Extra tags for AnalyzedToken

I am feeling we could improve analyzed token by allowing more tags which are not POS tags.
I am currently putting some tags in POS tag dictionary that are of additional help but are not pure POS tags. If we had extra tags we could put such information there.

The idea is to add a field AnalyzedToken.extraTags, e.g.:
private Map<String,String> extraTags;
The key here is category and value is set of tags. E.g. “pre-disambig: noun:m:…” or "
This could be used in several ways:

  1. disambiguator could put original (pre-disambig) tags there (if needed)
  2. tagger could put additional tags so that disambig/rules could use it later
    Tagger could use that field for some dynamic properties (e.g. token was tagged dynamically, without the dictionary) or users can create additional dictionaries.

It could be then used in the rules with something like this:
<token postag="..." extra_tag="category1:tag1">

It might also be useful for debugging e.g. the German compound splitter.

I second this! Could be very useful for all kind of word markings!

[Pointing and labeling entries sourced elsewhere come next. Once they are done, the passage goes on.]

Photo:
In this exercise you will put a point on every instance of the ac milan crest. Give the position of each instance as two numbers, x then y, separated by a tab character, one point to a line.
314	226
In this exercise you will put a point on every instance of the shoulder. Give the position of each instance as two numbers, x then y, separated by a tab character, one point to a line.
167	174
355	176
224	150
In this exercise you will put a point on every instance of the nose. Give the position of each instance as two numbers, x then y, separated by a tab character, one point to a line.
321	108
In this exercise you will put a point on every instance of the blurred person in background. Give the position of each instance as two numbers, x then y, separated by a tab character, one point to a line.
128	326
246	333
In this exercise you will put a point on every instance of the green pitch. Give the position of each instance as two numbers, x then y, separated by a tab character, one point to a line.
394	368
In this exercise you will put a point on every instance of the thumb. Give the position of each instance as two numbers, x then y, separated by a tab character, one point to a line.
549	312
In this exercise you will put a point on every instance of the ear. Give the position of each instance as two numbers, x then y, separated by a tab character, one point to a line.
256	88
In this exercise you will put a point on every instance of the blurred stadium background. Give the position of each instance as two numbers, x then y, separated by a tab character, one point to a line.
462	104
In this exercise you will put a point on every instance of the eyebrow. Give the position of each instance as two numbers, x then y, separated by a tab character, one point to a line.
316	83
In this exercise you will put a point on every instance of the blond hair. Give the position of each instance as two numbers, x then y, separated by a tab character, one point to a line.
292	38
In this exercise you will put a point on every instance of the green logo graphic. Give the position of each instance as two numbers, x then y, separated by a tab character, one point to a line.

I think we could add a field and start using it in Java code first, and then later extend it to grammar.xml/disambiguation.xml

The question is what type of field should it be:1

  1. plain string String extraTag - this has benefit of being similar to posTag and using same mechanisms
  2. Set<String> - (as unlike posTag these tag may be not related at all) this has benefit of being able to handle tags in more independent ways
  3. Map<String,Set<String>> - category to set of tags - this allows to separate tag sets into different categories, e.g. “dynamicTagging”, “disambig”, “semantic” etc will all have different set of tags

3rd IMHO is most properly designed and scalable but may impose bigger changes to xml handling.

I agree. One could think about using Map<String,List<String>> so there’s order information in the values.

Good suggestion. Shall we create a branch for this or just add a field in master (maybe marked experimental) and start working with it?

Yes, I think this is a situation where a branch makes sense.